Horne, et al. [13] found that 38% of the neutral lipases and 15% of the acid lipases lacked signal peptides. We found that it was 30.5% and 37.9% for the neutral and acid lipases of fig wasps, respectively. They were widely dispersed across the phylogenetic tree, suggesting quite ancient origins for this character and the potential conservation of function. The great majority of insect neutral and acid lipases were secreted proteins. It was consistent with their subcellular locations that the majority of lipases were predicted to be secreted extracellularly in this study.

5. Conclusions

In a summary, our genome-wide identification of lipase genes contributes to the understanding of digestive enzymes in fig wasps, which is essential to figure out how fig wasps utilize the lipid for their development and mobilization. The lipase gene sequences, structures and properties were characterized in this study.

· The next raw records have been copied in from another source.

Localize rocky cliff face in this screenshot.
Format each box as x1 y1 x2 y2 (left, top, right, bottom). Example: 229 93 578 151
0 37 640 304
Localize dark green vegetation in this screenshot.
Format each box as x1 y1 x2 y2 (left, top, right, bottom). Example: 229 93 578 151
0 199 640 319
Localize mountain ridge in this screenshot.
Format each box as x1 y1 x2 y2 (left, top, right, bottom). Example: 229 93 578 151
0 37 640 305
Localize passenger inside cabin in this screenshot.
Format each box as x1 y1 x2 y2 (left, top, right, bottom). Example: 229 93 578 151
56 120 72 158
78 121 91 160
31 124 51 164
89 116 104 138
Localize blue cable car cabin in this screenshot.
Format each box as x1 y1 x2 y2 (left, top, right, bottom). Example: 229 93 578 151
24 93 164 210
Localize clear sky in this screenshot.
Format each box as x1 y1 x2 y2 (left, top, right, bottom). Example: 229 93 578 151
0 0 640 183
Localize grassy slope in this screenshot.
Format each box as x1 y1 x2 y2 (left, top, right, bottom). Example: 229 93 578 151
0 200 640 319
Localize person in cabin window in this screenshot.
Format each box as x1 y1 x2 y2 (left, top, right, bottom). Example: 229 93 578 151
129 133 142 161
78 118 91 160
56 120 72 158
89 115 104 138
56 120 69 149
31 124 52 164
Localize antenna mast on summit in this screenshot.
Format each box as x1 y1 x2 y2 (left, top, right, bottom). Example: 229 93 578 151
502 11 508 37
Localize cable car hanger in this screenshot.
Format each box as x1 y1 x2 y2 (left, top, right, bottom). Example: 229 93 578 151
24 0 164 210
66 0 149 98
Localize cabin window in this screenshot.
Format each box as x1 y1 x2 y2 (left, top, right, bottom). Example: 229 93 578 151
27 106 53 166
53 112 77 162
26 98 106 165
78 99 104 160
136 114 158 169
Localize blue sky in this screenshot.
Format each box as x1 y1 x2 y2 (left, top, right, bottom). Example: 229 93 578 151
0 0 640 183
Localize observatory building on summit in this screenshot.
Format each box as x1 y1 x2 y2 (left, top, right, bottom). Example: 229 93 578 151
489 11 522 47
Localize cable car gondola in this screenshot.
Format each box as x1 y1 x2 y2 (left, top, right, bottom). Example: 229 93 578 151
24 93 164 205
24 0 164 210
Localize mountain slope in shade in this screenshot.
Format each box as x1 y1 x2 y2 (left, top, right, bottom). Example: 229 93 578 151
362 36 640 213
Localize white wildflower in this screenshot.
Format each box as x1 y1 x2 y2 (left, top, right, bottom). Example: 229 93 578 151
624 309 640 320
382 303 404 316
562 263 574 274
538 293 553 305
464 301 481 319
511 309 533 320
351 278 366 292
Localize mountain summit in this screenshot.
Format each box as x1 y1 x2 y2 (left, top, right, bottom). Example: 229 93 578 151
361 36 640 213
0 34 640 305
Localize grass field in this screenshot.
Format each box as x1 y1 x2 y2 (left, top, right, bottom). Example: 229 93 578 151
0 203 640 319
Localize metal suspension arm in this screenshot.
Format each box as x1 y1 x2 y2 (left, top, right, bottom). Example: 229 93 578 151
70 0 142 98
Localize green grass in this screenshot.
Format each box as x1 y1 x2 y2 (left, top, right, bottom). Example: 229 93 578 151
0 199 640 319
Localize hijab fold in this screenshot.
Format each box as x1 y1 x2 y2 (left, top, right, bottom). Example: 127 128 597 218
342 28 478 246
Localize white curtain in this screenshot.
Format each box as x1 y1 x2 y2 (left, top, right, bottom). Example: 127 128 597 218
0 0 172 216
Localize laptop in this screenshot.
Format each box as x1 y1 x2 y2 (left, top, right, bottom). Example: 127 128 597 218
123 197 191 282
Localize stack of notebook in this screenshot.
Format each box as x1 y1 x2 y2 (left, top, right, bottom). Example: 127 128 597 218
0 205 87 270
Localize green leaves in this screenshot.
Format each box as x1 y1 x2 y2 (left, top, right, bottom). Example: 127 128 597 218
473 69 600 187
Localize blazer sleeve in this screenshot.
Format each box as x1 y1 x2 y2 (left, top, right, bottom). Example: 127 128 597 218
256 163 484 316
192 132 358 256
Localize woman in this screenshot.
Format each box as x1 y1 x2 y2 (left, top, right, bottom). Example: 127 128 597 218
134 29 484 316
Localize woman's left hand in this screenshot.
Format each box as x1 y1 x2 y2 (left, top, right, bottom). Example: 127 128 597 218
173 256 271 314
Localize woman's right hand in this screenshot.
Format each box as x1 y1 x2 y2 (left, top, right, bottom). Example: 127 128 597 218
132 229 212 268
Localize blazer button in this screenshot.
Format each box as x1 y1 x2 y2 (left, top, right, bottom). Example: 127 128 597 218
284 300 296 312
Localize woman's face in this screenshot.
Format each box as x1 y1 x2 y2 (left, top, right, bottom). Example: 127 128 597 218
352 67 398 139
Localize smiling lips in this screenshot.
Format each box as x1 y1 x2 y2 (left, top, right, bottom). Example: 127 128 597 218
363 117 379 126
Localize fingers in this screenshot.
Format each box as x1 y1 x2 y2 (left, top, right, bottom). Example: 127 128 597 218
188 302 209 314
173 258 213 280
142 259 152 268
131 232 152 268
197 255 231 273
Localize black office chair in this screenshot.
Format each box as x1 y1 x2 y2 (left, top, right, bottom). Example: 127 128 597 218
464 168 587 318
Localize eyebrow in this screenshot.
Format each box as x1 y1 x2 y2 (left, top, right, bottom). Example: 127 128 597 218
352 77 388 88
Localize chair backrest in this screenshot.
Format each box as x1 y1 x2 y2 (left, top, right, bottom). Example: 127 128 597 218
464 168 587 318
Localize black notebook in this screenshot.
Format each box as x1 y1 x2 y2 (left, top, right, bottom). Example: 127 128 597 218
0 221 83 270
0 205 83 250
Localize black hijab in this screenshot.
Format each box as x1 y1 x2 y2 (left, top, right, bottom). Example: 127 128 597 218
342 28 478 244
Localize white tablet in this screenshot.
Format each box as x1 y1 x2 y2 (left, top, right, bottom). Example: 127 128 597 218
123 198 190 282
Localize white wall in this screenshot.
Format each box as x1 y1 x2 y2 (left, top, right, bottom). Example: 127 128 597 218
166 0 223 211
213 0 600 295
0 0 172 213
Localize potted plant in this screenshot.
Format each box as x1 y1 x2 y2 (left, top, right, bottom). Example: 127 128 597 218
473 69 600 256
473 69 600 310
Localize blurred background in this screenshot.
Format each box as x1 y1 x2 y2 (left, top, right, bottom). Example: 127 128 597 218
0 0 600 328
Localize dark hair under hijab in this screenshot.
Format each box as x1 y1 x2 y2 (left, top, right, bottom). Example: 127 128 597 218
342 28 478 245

NPFWs possessed significantly more lipases than PFWs, which was related to their discriminative life histories and feeding regimes. The diversity of neutral and acid lipases might be due to a requirement for flight and diet specificity. Our results provided invaluable evidence from the perspective of insect metabolism to understand the obligate mutualism between figs and fig wasps. In the future, more work needs to concern the biochemical characteristics of lipases in insects.